A year ago, in the February issue of The Post-American, we focused upon the charismatic renewal and speculated hopefully about the potential of new relationships developing between some of those who had been active in charismatic movements and some of those involved in the radical evangelical consciousness of the last few years. Many radical Christians who have been acting on their social and political commitments were being led into community and coming to understand the work of the Spirit in building community as foundational to the prophetic impact if the church in the world. Similarly, others in the charismatic renewal had also been drawn into community and were seeing from scripture that the coming of the Spirit will produce an active commitment to social and political justice. Starting from very different places, it seemed that some of those in both movements were being led to many of the same conclusions about the nature and structure of the church and its prophetic and pastoral mission in the world.

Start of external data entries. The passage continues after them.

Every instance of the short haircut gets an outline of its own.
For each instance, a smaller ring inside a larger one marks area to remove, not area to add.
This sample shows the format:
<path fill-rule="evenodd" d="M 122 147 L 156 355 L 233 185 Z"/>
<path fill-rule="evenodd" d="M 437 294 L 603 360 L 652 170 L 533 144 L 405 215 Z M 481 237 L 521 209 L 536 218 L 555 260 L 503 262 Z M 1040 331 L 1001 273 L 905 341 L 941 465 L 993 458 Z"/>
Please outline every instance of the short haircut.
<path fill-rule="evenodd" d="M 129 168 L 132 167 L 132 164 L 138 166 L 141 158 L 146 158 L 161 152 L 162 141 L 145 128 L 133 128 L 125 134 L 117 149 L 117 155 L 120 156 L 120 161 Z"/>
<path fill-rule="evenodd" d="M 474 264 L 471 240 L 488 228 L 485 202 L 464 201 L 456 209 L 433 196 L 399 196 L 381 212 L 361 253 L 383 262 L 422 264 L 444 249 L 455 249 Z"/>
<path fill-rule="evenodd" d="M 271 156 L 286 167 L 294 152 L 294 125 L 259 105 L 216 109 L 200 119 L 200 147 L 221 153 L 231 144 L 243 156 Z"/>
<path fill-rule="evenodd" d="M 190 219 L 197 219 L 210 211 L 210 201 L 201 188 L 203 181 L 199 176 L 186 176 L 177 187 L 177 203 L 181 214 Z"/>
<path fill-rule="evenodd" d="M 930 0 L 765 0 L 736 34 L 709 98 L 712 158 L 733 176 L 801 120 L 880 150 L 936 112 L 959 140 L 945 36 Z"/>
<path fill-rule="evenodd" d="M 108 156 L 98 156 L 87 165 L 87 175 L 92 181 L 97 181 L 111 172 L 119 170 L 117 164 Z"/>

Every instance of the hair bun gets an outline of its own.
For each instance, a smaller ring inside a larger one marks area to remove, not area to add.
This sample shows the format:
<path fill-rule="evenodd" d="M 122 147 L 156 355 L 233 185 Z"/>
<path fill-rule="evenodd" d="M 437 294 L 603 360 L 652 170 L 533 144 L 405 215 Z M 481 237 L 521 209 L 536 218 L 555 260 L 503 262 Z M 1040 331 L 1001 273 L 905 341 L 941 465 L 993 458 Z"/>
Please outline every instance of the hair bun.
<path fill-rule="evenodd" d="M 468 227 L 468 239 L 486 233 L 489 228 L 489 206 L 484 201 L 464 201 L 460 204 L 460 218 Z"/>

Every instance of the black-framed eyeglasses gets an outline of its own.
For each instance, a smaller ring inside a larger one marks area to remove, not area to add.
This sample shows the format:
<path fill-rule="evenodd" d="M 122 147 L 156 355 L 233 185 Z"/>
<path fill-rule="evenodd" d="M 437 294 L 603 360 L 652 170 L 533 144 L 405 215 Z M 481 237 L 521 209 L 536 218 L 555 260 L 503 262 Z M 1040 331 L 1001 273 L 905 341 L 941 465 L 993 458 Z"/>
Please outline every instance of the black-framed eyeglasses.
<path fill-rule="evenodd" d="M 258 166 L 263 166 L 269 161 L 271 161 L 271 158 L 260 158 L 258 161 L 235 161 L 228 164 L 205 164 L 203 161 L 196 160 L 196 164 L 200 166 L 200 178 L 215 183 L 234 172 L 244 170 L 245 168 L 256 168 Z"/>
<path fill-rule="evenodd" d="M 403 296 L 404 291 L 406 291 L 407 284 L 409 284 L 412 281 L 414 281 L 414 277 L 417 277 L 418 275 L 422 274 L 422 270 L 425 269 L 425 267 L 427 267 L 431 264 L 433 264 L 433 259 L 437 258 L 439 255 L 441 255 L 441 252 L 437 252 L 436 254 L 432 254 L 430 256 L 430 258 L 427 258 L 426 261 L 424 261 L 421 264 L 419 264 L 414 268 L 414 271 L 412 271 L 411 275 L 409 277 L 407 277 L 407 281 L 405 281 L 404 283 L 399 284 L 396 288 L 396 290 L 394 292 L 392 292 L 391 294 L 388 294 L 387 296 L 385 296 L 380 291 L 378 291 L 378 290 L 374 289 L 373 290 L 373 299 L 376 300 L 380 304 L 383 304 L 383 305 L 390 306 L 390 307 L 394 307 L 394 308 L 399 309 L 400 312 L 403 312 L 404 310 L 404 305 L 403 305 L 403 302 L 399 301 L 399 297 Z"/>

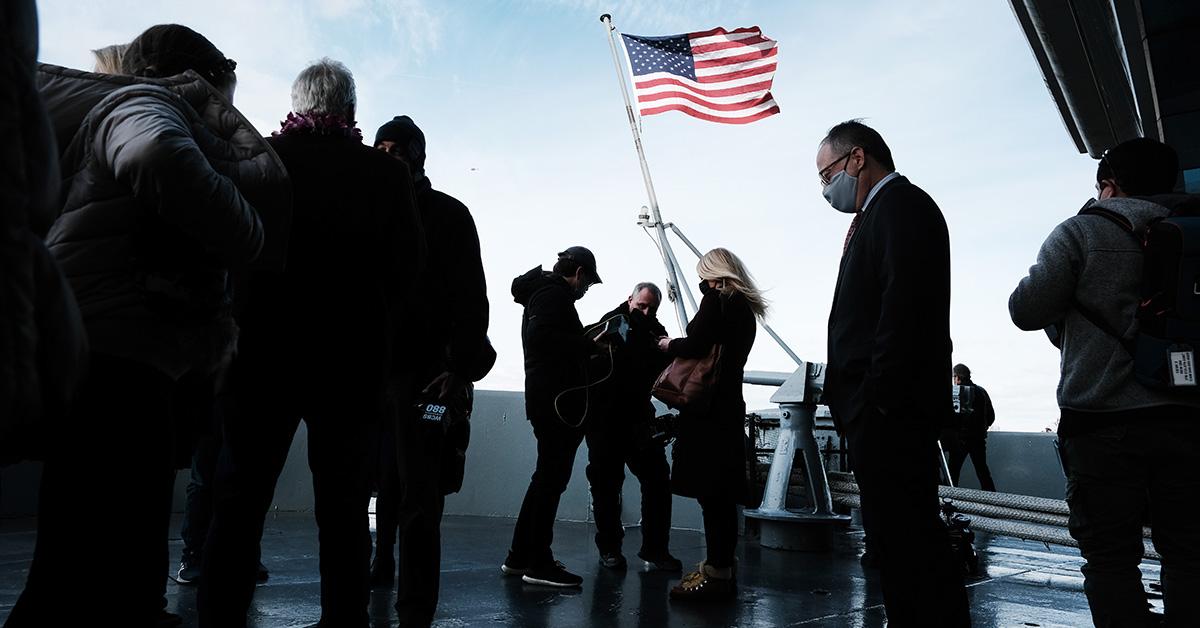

The editorial from that February issue projected:
“Should the community of radical Christians at large begin to integrate the strengths of this [charismatic] renewal movement into the renewal of social consciousness among themselves, the new synthesis could cause one of the greatest spiritual explosions in the history of the church.”
We went on to suggest that renewal movements need each other to hear all that the Spirit is saying to the churches. A keener awareness and deeper experience of worship and the work and gifts of the Spirit seemed integrally related to the building of community, ethical and political discernment, and the shape of active involvement in the world.